BlueBrush · 31/05/2021 09:42

Tempus023 Think you might mean Pointless? In which case that deserves applause. 👏 Think you'd have to go for mons pubis for best score there.

AprilAzpilicueta · 31/05/2021 09:46

I remarked to DH that our baby had a bit of nappy rash on her vulva and he asked me what the heck a vulva was? He said he'd never heard the word before.
He's an intelligent widely-read 38yo senior manager with a masters degree so it's not a matter of education, just of general society being coy about correctly identifying female anatomy.
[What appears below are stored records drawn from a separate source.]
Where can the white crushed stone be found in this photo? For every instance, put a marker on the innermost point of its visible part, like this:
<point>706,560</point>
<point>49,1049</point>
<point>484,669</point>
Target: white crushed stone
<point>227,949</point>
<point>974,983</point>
JellySlice · 31/05/2021 09:54

I mentioned this to dh and he reminded me that during one of our midwife appointments when I was pregnant with dc1, she talked us through a diagram of the female anatomy. I had felt patronised, but he later admitted that he hadn't known that women have separate openings for for wee and for sex/babies. He had assumed that we did both through the same hole ' just like men'. Another highly-educated man - a scientist!

I'm sure it's all covered in a couple of science or PHSE lessons somewhere in KS3, but then never referred to again. Unless you happen to be the child of a family that values these sorts of discussions - and I don't think that attitude is connected to class or money.

Lottapianos · 31/05/2021 10:27

'Interestingly, Lynn Enright believes that TWAW'

Or at least she's prepared to pretend she does for woke cookies. How very tiresome

My DP thought that wee comes out of our vaginas too Hmm

Tibtom · 31/05/2021 11:04

That might explain why some men think we can control period blood in the same way as urine flow.